There's a moment in the 2002 film Two Weeks Notice that is so auspicious it seems like it's predicting the future. Ambitious, brassy, principled general counsel Lucy Kelson (Sandra Bullock) has reached a breaking point in negotiating her work-life balance with her sexy billionaire boss George Wade (Hugh Grant), who has just pulled her out of her best friend's wedding to help him pick out a suit to judge a pageant. She’s frustrated with George, but when pressed by him, she doesn’t let herself — and her own workaholic tendencies — off the hook.

“If you don’t want to be disturbed, why do you keep your phone on? Because you like emergencies. You crave the excitement,” George says.

“You’re right, George, this has nothing to do with you,” Bullock’s Lucy replies. “This is entirely my thing, because I’ve managed to turn myself into this — this… There’s not even a name for it!”

While there wasn’t a name for it back in 2002, we now know exactly what Lucy is: a girlboss. True to the moniker’s connotation with curdled optimism, Lucy is a Harvard-educated lawyer and activist so hell-bent on historic and environmental preservation that she agrees to work for a billionaire if he promises to save her beloved community center from demolition. What could possibly go wrong?

Since Two Weeks Notice is a rom-com, the only things that do are ones that allow for hijinks and meet-cutes. But Lucy’s embodiment of the well-intentioned yet self-absorbed girlboss archetype more than a decade before the term was brought to the mainstream by Nasty Gal founder Sophia Amoruso in 2014 is both foreboding and, let’s be honest, pretty amusing.

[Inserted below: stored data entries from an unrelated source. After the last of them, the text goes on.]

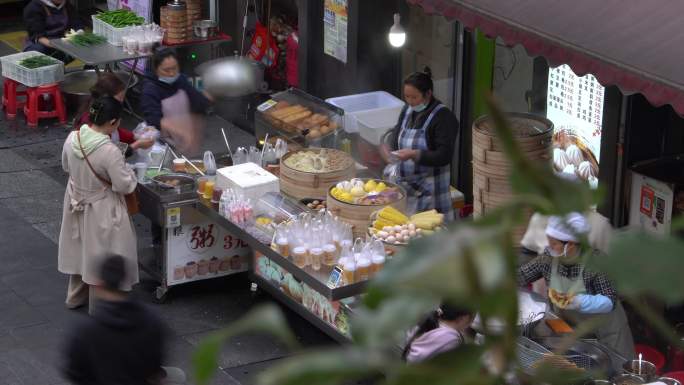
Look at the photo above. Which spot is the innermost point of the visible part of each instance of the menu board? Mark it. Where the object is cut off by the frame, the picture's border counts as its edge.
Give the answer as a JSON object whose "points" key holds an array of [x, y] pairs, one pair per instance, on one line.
{"points": [[335, 29], [575, 106]]}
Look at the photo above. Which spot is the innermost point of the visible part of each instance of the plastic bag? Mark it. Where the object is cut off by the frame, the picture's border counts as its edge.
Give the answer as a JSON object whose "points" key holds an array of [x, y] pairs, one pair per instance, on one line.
{"points": [[258, 51], [392, 173]]}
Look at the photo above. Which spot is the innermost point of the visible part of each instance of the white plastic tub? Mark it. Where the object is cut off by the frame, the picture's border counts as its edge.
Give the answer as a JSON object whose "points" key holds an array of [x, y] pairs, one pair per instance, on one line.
{"points": [[31, 77], [374, 124], [362, 103]]}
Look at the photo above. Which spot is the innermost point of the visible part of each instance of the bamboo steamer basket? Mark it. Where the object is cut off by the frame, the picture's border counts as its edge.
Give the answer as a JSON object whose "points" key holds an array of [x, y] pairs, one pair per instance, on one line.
{"points": [[174, 22], [359, 216], [491, 168], [302, 185]]}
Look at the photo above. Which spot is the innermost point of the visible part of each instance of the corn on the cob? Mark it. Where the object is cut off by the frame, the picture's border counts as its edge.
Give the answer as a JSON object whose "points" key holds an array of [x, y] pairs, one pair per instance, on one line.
{"points": [[393, 215], [381, 223]]}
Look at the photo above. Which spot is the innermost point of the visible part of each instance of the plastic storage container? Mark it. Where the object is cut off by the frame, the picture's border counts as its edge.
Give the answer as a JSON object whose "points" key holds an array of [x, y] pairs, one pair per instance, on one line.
{"points": [[249, 179], [31, 77], [374, 124], [114, 35], [359, 103]]}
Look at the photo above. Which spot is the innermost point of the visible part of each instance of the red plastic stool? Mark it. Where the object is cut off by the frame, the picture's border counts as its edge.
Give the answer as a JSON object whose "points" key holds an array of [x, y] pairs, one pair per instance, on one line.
{"points": [[679, 376], [32, 109], [651, 355], [10, 97]]}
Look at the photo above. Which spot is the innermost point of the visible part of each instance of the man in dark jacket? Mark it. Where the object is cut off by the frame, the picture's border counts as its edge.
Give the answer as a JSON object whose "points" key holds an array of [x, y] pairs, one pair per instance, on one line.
{"points": [[122, 343], [49, 19]]}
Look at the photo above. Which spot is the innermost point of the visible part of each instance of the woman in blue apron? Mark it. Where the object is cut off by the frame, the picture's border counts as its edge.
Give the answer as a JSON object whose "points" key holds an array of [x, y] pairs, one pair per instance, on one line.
{"points": [[593, 295], [171, 104], [421, 147], [49, 19]]}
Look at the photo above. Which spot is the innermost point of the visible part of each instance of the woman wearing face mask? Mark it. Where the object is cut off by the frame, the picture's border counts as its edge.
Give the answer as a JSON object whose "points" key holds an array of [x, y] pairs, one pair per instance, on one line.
{"points": [[172, 105], [108, 84], [49, 19], [591, 293], [423, 145], [95, 220]]}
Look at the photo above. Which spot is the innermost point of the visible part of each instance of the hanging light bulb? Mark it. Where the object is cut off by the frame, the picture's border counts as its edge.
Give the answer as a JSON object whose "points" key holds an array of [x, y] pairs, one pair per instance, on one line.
{"points": [[397, 35]]}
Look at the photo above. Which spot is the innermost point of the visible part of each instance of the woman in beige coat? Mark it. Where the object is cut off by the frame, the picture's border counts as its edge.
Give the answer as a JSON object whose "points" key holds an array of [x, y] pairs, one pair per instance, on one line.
{"points": [[95, 221]]}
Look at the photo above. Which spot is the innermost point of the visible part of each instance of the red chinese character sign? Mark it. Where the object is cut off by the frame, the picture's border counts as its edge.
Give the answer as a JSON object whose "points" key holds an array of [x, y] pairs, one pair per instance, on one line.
{"points": [[575, 106], [202, 251]]}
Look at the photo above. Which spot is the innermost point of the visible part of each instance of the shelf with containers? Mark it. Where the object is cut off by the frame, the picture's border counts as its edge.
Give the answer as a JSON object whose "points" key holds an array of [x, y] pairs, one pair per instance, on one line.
{"points": [[303, 289]]}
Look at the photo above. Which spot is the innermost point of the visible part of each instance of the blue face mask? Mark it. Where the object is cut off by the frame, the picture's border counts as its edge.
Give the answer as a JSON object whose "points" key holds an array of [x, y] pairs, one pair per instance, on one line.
{"points": [[419, 108], [169, 79]]}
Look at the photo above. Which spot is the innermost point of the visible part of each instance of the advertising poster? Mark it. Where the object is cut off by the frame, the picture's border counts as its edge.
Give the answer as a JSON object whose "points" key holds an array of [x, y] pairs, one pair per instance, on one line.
{"points": [[331, 312], [203, 250], [575, 106], [651, 205], [335, 29]]}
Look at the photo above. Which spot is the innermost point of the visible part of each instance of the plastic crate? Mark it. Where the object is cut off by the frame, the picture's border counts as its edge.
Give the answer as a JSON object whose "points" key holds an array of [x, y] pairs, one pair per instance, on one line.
{"points": [[367, 102], [31, 77], [374, 124], [113, 35]]}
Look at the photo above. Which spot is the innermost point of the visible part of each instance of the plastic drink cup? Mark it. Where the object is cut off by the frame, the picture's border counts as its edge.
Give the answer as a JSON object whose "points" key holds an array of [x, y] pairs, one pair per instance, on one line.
{"points": [[349, 270], [283, 247], [178, 165], [330, 254], [316, 255], [378, 264], [140, 171], [363, 270], [209, 189], [299, 256]]}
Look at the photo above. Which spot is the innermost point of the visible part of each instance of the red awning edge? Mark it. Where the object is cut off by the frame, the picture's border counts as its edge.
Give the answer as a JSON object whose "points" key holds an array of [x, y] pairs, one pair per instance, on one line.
{"points": [[657, 92]]}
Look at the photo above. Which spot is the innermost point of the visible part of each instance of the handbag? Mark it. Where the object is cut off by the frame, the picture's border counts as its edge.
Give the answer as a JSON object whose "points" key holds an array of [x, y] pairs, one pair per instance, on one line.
{"points": [[132, 203]]}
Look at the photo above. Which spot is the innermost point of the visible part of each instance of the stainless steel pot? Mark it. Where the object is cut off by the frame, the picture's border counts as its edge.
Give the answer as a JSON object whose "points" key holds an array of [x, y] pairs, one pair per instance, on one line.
{"points": [[232, 77], [76, 86]]}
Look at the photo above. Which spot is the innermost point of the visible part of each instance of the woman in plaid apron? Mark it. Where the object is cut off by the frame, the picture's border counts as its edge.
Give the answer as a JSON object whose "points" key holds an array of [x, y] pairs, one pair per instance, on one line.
{"points": [[423, 145]]}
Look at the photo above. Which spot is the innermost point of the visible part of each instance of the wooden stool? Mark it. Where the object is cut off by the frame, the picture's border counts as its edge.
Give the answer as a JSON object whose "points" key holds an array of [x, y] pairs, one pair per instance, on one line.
{"points": [[10, 98], [32, 108]]}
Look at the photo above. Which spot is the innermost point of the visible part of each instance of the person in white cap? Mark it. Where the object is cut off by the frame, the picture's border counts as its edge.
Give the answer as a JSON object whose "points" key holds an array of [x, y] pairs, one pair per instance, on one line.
{"points": [[576, 293]]}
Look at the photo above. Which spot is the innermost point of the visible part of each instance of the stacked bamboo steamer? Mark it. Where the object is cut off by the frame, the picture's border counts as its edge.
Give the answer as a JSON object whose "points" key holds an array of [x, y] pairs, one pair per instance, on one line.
{"points": [[491, 168], [173, 19], [194, 13], [301, 184]]}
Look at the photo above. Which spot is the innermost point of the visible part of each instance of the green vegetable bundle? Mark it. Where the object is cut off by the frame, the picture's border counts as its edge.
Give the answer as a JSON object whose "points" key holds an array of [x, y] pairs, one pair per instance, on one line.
{"points": [[86, 39], [121, 18], [37, 62]]}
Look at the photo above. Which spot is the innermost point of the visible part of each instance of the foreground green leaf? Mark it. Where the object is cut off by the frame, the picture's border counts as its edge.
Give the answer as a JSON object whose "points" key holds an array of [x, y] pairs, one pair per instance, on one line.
{"points": [[330, 367]]}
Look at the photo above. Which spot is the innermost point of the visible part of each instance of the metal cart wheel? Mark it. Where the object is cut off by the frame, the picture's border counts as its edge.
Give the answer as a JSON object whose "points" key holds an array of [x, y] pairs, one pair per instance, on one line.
{"points": [[161, 294]]}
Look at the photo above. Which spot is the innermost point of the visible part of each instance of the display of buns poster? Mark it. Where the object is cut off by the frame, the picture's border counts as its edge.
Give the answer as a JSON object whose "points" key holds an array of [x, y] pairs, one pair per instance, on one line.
{"points": [[575, 106], [202, 251]]}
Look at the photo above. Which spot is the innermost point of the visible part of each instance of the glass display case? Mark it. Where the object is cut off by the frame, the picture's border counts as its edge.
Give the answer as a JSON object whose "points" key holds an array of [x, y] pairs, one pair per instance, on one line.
{"points": [[299, 118]]}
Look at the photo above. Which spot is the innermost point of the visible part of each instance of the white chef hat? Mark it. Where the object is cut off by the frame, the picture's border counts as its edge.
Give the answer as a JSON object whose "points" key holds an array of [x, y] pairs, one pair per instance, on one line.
{"points": [[568, 228]]}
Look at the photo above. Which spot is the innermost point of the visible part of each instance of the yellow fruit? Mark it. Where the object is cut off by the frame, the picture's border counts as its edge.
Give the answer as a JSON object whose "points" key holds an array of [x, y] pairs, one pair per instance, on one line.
{"points": [[358, 192], [393, 215], [346, 197], [381, 224]]}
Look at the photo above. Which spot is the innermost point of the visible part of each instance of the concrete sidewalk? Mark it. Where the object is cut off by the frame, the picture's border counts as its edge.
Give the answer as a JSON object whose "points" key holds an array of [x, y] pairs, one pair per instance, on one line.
{"points": [[34, 319]]}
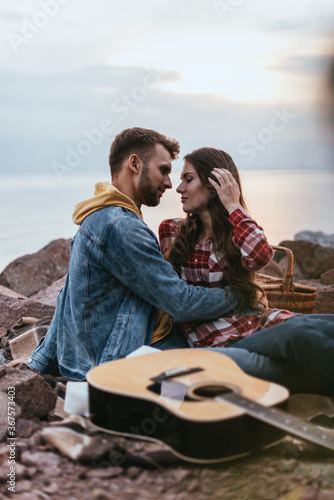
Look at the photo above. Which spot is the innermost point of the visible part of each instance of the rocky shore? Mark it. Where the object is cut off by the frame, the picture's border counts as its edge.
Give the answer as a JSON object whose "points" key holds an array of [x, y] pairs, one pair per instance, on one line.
{"points": [[58, 456]]}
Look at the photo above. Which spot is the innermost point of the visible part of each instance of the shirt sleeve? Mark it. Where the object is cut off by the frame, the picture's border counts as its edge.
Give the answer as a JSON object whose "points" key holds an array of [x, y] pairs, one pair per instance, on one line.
{"points": [[250, 239], [133, 256]]}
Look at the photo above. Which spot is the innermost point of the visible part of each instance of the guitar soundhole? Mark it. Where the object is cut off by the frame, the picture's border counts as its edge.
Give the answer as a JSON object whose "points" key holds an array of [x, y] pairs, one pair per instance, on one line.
{"points": [[210, 391]]}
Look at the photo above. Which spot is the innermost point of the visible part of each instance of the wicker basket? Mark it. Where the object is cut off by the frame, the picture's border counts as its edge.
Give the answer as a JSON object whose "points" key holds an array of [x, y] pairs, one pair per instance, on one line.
{"points": [[282, 293]]}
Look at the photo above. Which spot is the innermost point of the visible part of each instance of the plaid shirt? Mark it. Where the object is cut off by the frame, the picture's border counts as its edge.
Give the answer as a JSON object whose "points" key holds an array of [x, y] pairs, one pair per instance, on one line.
{"points": [[204, 268]]}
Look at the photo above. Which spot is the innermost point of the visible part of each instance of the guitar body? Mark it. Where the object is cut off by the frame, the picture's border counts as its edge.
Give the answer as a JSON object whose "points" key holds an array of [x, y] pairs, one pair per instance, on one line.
{"points": [[181, 410]]}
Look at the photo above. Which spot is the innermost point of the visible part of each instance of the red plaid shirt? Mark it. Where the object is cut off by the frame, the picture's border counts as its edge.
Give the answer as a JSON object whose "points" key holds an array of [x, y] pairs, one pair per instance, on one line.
{"points": [[205, 269]]}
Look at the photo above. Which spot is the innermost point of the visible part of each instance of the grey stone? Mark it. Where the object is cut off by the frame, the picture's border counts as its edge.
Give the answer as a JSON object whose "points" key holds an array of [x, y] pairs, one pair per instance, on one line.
{"points": [[34, 396], [30, 273], [49, 294], [13, 308]]}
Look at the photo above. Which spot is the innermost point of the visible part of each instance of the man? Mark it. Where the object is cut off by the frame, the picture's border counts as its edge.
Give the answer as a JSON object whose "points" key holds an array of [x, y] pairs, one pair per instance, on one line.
{"points": [[118, 283]]}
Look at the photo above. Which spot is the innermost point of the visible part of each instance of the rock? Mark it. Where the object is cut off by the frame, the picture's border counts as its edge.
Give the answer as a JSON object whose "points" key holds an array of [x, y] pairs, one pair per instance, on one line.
{"points": [[10, 293], [49, 294], [324, 301], [34, 396], [327, 278], [312, 259], [12, 309], [318, 237], [4, 409], [30, 273], [23, 345], [40, 459]]}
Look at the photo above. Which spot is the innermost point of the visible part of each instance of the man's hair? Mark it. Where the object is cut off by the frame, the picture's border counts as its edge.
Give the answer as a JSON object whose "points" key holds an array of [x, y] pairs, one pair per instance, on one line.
{"points": [[140, 141]]}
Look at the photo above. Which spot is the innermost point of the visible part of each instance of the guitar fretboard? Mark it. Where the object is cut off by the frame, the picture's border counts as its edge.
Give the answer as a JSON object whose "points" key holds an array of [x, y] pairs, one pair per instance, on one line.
{"points": [[278, 418]]}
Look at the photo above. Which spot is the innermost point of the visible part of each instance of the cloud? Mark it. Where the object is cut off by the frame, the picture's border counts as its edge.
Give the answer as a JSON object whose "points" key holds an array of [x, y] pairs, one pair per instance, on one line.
{"points": [[10, 15], [304, 65]]}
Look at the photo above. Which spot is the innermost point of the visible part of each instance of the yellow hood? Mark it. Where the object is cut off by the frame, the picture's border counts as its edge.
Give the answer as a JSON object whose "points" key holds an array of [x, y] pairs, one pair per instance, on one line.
{"points": [[105, 195]]}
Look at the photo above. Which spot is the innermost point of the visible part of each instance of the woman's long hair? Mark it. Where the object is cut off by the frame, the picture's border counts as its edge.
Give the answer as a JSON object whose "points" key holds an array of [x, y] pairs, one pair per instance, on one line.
{"points": [[240, 280]]}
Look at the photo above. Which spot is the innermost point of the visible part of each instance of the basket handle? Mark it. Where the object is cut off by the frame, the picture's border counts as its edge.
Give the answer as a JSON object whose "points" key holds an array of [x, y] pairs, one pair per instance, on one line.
{"points": [[288, 279]]}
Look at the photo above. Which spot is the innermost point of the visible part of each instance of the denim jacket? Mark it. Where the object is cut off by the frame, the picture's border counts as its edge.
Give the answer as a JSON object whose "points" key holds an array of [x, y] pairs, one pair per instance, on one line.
{"points": [[117, 278]]}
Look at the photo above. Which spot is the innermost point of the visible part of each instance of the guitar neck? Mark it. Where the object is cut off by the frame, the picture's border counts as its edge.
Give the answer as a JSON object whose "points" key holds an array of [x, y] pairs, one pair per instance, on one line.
{"points": [[278, 418]]}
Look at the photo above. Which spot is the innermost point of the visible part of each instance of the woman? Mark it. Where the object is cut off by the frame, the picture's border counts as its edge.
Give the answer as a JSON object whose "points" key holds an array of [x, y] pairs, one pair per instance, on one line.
{"points": [[218, 244]]}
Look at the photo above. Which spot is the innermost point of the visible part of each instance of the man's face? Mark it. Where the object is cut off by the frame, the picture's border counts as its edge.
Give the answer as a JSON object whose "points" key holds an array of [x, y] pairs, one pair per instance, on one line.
{"points": [[154, 179]]}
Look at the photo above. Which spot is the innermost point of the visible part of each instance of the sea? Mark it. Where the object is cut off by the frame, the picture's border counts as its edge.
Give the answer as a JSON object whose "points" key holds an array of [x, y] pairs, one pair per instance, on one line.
{"points": [[36, 207]]}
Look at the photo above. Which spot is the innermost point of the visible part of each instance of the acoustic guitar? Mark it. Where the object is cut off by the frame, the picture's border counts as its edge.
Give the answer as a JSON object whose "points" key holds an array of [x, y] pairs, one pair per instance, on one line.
{"points": [[199, 403]]}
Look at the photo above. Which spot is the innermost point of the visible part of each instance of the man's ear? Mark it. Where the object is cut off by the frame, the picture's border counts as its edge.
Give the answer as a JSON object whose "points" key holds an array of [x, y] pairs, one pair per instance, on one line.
{"points": [[133, 162]]}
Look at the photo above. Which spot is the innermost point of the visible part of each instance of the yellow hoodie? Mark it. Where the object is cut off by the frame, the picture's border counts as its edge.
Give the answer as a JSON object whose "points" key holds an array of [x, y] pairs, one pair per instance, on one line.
{"points": [[105, 195]]}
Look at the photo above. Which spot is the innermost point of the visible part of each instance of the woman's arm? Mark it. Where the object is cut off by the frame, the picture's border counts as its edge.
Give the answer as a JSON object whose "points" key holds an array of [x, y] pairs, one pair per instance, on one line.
{"points": [[250, 239]]}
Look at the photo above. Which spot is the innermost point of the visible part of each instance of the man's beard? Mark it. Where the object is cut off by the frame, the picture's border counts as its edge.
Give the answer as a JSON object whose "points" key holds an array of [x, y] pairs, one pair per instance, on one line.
{"points": [[149, 193]]}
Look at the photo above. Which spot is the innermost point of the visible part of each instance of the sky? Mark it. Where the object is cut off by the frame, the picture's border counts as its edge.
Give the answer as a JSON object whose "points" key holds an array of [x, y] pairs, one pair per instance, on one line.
{"points": [[247, 76]]}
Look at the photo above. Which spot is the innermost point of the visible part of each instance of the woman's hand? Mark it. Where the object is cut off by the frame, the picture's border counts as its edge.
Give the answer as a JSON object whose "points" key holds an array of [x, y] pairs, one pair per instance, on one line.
{"points": [[227, 189]]}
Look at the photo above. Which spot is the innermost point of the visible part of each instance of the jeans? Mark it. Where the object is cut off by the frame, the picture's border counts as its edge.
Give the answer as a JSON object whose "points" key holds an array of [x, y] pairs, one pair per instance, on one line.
{"points": [[298, 353]]}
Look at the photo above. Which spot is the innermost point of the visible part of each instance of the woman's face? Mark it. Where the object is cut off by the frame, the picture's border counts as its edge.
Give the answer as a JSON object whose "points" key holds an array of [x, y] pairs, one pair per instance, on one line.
{"points": [[194, 195]]}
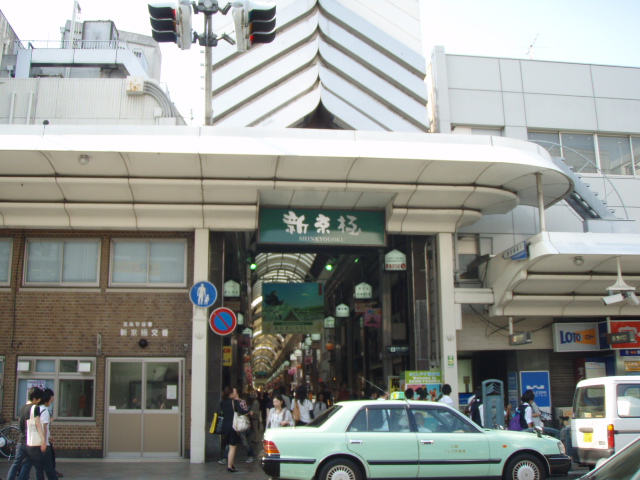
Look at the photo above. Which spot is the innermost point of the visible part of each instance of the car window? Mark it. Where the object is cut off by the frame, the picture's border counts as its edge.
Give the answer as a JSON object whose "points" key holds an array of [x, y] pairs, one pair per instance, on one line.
{"points": [[324, 416], [589, 402], [628, 400], [378, 419], [623, 466], [440, 420]]}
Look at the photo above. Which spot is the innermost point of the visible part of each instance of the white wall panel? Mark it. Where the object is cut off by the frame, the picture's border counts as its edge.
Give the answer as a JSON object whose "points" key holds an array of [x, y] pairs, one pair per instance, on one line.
{"points": [[616, 82], [473, 73], [514, 112], [560, 112], [616, 115], [556, 78], [510, 75], [476, 107]]}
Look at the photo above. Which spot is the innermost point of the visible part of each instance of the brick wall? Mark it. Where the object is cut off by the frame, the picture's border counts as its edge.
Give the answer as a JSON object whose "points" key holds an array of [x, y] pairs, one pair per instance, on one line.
{"points": [[66, 321]]}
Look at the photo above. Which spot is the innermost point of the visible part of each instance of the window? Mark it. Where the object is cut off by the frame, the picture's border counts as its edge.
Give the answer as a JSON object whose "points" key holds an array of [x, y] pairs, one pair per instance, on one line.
{"points": [[629, 400], [62, 262], [149, 263], [72, 380], [589, 402], [615, 155], [548, 141], [579, 152], [6, 247]]}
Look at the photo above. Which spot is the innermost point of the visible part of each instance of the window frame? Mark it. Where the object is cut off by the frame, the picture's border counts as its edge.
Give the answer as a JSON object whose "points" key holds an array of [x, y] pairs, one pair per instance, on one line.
{"points": [[10, 263], [61, 282], [148, 284], [56, 376]]}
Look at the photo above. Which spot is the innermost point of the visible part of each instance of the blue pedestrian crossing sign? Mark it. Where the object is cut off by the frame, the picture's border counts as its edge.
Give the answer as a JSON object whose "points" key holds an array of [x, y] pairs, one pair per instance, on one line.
{"points": [[203, 294]]}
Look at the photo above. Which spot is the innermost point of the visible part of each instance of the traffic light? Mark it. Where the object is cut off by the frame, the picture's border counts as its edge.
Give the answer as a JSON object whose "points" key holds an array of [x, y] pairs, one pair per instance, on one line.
{"points": [[255, 22], [171, 22]]}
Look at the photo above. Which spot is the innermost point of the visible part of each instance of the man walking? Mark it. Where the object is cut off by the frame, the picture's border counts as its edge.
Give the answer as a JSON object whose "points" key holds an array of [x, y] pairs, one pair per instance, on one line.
{"points": [[22, 461]]}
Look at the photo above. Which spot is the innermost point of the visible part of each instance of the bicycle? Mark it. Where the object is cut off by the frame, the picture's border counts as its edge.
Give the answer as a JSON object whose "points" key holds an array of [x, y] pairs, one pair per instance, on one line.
{"points": [[9, 438]]}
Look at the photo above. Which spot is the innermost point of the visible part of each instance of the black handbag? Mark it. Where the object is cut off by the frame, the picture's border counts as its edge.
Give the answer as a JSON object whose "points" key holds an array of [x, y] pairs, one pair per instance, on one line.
{"points": [[216, 424]]}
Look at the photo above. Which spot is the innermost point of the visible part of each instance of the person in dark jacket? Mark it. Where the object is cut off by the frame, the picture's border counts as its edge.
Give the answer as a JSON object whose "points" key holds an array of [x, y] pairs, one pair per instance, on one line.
{"points": [[228, 405]]}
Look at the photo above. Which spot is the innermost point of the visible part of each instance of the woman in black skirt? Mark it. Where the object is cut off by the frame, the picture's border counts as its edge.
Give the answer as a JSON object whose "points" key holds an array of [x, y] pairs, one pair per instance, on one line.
{"points": [[228, 405]]}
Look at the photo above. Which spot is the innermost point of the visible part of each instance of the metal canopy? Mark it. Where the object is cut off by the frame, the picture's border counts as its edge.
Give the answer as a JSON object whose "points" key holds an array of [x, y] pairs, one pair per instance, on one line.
{"points": [[566, 274], [140, 177]]}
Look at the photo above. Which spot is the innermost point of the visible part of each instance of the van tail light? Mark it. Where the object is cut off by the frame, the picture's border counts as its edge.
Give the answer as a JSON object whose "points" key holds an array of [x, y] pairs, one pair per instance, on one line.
{"points": [[270, 448]]}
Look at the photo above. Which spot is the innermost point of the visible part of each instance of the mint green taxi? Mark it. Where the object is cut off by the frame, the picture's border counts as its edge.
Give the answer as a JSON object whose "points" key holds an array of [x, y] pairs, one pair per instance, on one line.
{"points": [[365, 439]]}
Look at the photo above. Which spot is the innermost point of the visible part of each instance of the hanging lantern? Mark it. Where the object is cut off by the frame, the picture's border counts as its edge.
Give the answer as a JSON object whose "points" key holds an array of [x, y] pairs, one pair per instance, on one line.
{"points": [[342, 311]]}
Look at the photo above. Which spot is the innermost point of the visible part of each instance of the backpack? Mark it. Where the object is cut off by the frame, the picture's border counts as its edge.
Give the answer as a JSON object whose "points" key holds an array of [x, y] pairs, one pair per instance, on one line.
{"points": [[518, 421]]}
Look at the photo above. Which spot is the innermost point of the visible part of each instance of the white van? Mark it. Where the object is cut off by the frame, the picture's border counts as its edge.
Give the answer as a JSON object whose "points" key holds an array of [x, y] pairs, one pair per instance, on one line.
{"points": [[606, 417]]}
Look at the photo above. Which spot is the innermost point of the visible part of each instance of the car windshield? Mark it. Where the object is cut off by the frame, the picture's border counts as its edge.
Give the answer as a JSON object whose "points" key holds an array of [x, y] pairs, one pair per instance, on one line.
{"points": [[624, 466], [324, 416]]}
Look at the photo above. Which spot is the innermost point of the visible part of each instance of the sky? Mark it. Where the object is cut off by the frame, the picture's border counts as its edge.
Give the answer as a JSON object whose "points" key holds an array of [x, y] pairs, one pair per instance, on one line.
{"points": [[582, 31]]}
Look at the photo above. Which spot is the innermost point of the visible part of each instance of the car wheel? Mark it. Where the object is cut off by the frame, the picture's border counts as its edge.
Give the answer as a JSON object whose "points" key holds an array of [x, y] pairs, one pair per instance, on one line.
{"points": [[524, 467], [340, 469]]}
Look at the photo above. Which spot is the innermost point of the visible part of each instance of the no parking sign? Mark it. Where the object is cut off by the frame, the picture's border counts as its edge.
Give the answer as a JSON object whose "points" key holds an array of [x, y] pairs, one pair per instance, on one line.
{"points": [[223, 321]]}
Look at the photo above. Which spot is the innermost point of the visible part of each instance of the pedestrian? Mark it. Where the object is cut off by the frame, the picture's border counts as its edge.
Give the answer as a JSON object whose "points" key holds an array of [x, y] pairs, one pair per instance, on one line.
{"points": [[446, 398], [228, 405], [320, 405], [303, 406], [22, 462], [255, 416], [527, 398], [48, 458], [279, 416]]}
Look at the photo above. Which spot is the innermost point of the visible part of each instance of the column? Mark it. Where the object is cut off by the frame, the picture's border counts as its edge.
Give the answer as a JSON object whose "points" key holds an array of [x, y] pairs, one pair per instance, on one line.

If you really think about it, Bullock has been playing girlbosses long before Nasty Gal was even an eBay shop. In 1995 she starred in The Net as a systems analyst (a woman in tech!) who learned what Elizabeth Holmes would discover over a decade later: that Silicon Valley is a place where everyone is trying to steal your secrets and men who look like Dennis Miller are your only friend. Premonition is a film where Bullock’s character starts experiencing days out of order — a metaphor for the mind-scrambling task of scheduling eight hours of meetings on Microsoft Outlook? In Our Brand Is Crisis, she plays a political strategist hired to influence the outcome of a Bolivian election. (HRC? AOC? RBG? The only thing more girlboss than going by your initials is getting into politics itself.)

Bullock has also used her art to warn a nation that having it all has consequences. In Practical Magic, her character owns a successful store and finds the love of her life… until he’s killed due to a curse on the women in her family. The eventual backlash against the girlboss was just as swift. Just take Miki Agrawal — who coined the girlboss synonym, “She-EO” — who fell from the top of Thinx, the period-underwear empire she created. Or Steph Korey, who founded millennial-friendly luggage company Away, and was the subject of a Watergate-level investigation of its toxic work environment by The Verge. Even Audrey Gelman stepped down as founder of her pastel-coated feminist coworking space The Wing, and has now been banished to Brooklyn, where she’s selling soap in the shape of grapes.

Girlbossing might no longer be en vogue, but Bullock’s She-EO influence is eternal. Her character in The Proposal — the editor-in-chief of a New York book publishing house — convinced a generation of young women that there was actually money in publishing. Her role as an FBI agent undercover as a beauty pageant contestant in Miss Congeniality taught audiences that women could have beauty and brains! And just two weeks after the release of her ultimate girlboss film, Two Weeks Notice, LinkedIn — a website for career development and professional networking — was founded. Coincidence? We think not.